Weekly Sabbath (שַׁבָּת — Shabbat)
→ Occurs every 7th day (what we call Saturday)
High Sabbath / Great Day
→ A festival Sabbath, tied to feast days like Passover and Unleavened Bread
→ Can fall on any day of the week
📅 Why this matters
If the “Sabbath” after the crucifixion was a High Sabbath (festival day) rather than the weekly Sabbath, then:
The crucifixion did not have to occur on a Friday
There could have been:
A festival Sabbath (e.g., Thursday)
Followed by a regular weekly Sabbath (Saturday)
This creates two Sabbaths in the same week
🧩 Supporting the alternative timeline
When you read the accounts with this distinction:
The women prepare spices after one Sabbath
But also rest on another Sabbath
This only makes sense if:
There were two separate Sabbaths, not one
👉 Which fits perfectly with:
A midweek crucifixion (Wednesday)
A literal 3 days and 3 nights
⚖️ The implication
The text itself subtly distinguishes:
A regular Sabbath
From a “high” (festival) Sabbath
And once that distinction is recognised,the traditional Friday-only framework becomes less fixed—while the alternative timeline becomes textually consistent without forcing the count.
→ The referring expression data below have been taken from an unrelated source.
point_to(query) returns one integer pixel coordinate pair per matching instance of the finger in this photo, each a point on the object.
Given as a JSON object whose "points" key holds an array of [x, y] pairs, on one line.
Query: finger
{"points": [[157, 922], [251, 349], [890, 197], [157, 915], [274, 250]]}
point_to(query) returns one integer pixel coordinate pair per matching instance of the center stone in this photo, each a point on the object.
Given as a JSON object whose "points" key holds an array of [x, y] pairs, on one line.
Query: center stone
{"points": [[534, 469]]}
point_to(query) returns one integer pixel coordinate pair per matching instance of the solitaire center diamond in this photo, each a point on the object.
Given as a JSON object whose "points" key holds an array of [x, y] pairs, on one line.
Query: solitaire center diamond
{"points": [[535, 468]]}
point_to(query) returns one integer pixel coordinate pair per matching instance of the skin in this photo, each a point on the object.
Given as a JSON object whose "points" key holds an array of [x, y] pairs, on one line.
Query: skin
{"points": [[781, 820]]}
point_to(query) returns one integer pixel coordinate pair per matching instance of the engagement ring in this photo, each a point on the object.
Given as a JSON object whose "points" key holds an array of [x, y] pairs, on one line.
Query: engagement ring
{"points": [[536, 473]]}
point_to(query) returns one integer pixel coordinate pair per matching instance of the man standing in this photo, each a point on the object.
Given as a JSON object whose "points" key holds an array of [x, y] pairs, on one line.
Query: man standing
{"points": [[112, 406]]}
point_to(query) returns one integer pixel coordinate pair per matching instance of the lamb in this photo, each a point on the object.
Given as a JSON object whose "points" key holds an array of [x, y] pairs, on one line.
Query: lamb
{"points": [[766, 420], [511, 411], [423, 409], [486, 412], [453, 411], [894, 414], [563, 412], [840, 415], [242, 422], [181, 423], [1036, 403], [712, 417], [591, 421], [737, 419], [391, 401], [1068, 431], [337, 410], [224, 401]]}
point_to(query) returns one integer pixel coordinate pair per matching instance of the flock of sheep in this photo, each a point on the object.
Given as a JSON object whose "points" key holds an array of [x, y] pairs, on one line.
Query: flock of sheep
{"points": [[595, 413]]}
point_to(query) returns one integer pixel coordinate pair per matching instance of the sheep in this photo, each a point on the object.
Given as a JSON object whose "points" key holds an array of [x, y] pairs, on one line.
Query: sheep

🏛️ Why the Friday–Sunday Model Stayed
It wasn’t random.
1. 📜 Institutional Simplicity
Easier to teach
Easier to standardise
2. ⛪ Tradition Over Precision
Focus became event, not duration
3. 🏛️ Roman Structuring
Calendar alignment shifted away from Hebrew reckoning
⚖️ Two Ways to Read It
🔹 Tradition-Based View
Friday → Sunday
Inclusive counting
Phrase seen as flexible
🔹 Text-Based View
Literal “3 days & 3 nights”
Timeline adjusted to match
Passover context considered
🔍 The Real Question
This isn’t about arguing dates.
It’s about something deeper:
When scripture is specific…do you adjust the text—or adjust your understanding?
🧠 Final Line
If the sign of Jonah was meant to prove identity…
Then it wasn’t just:
that He died
or that He rose
It was WHEN He rose.
And that makes the time line not a detail… but part of the sign itself.